Masyarakat perlu memahami bahwa pangan yang difortifikasi bukan sekadar produk industri, tetapi bagian dari strategi kesehatan masyarakat yang berbasis bukti ilmiah.

Orang tua memegang peran besar dalam keberhasilan strategi ini. Kesadaran untuk memilih pangan terfortifikasi, memberikan makanan pendamping ASI yang bervariasi, dan memperhatikan sinyal tubuh anak merupakan langkah awal yang sederhana namun berdampak besar.

Misalnya, ketika anak menunjukkan tanda sulit makan, orang tua bisa lebih waspada bahwa masalahnya mungkin terkait gizi, bukan sekadar perilaku. Dengan pemahaman ini, orang tua dapat mencari solusi yang tepat dan tidak terjebak dalam sikap menyalahkan anak.

Komoditas Pokok

Indonesia punya peluang besar untuk memperluas penerapan fortifikasi pangan. Selain pada susu pertumbuhan, fortifikasi bisa diperkuat pada komoditas pokok yang banyak dikonsumsi masyarakat.

Bayangkan jika beras, tepung, atau minyak goreng yang dikonsumsi sehari-hari mengandung tambahan zat gizi penting, maka dampaknya akan meluas hingga ke pelosok tanpa memerlukan perubahan besar dalam kebiasaan makan masyarakat.

Inilah kekuatan fortifikasi yang bisa menyatu dalam kehidupan sehari-hari tanpa terasa, namun mampu mencegah masalah kesehatan serius yang sering tidak disadari.

Indonesia tidak boleh menunggu hingga masalah gizi menumpuk dan menimbulkan beban sosial-ekonomi yang lebih besar. Mencegah selalu lebih baik daripada mengobati, dan fortifikasi pangan adalah wujud nyata dari prinsip pencegahan itu.

Di tengah kompleksitas persoalan gizi anak, fortifikasi bisa hadir sebagai jembatan yang menghubungkan ilmu pengetahuan, kebijakan publik, dan praktik sehari-hari dalam keluarga.

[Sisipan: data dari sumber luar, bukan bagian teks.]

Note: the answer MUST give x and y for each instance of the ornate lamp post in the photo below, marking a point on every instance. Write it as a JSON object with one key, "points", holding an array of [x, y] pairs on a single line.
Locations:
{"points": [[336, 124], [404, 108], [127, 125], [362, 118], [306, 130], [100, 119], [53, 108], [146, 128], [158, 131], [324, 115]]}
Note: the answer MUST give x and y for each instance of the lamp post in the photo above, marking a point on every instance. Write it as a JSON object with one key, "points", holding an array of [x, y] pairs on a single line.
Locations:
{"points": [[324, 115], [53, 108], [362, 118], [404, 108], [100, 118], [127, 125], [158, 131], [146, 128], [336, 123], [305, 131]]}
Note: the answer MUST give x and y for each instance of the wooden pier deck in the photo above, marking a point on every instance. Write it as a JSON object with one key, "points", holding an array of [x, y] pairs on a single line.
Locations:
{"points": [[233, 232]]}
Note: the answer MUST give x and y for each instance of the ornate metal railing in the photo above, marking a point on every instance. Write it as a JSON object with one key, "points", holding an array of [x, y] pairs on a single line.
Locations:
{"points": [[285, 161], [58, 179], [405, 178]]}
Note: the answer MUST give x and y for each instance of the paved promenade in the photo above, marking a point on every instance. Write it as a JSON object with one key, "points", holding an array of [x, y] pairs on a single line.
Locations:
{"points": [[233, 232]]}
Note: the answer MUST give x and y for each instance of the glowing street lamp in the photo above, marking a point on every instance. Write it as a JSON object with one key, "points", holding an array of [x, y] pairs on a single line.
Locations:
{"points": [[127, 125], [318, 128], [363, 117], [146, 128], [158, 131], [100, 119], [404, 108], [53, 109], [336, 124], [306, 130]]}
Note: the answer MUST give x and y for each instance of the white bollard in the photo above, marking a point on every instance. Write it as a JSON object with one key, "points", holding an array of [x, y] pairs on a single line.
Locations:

Dengan memahami pentingnya fortifikasi pangan, bangsa ini sesungguhnya sedang menyiapkan fondasi masa depan yang lebih sehat.

Anak-anak yang cukup zat besi bukan hanya terhindar dari anemia, tetapi juga lebih aktif, lebih semangat belajar, dan lebih siap menghadapi dunia.

Orang tua, tenaga kesehatan, dan pemerintah harus bergerak bersama agar fortifikasi pangan menjadi budaya baru untuk menjaga generasi.

Pesan yang lebih luas adalah mengupayakan setiap bentuk pangan agar bisa menjadi alat untuk melindungi anak-anak Indonesia dari kekurangan gizi.

Fortifikasi pangan bukan sekadar soal menambahkan zat besi atau vitamin dalam makanan, melainkan tentang bagaimana bangsa ini merawat generasi masa depannya.

Seperti yang ditunjukkan oleh pengalaman negara lain, keberhasilan mengatasi anemia melalui fortifikasi adalah bukti bahwa langkah kecil bisa menghasilkan perubahan besar.

Indonesia bisa mengambil jalan yang sama, dengan komitmen yang konsisten, agar anak-anak tumbuh sehat, berdaya, dan mampu menggapai potensi terbaik mereka sehingga Indonesia Emas 2045 bisa benar-benar terwujud.

*) Penulis adalah Dokter Spesialis Anak.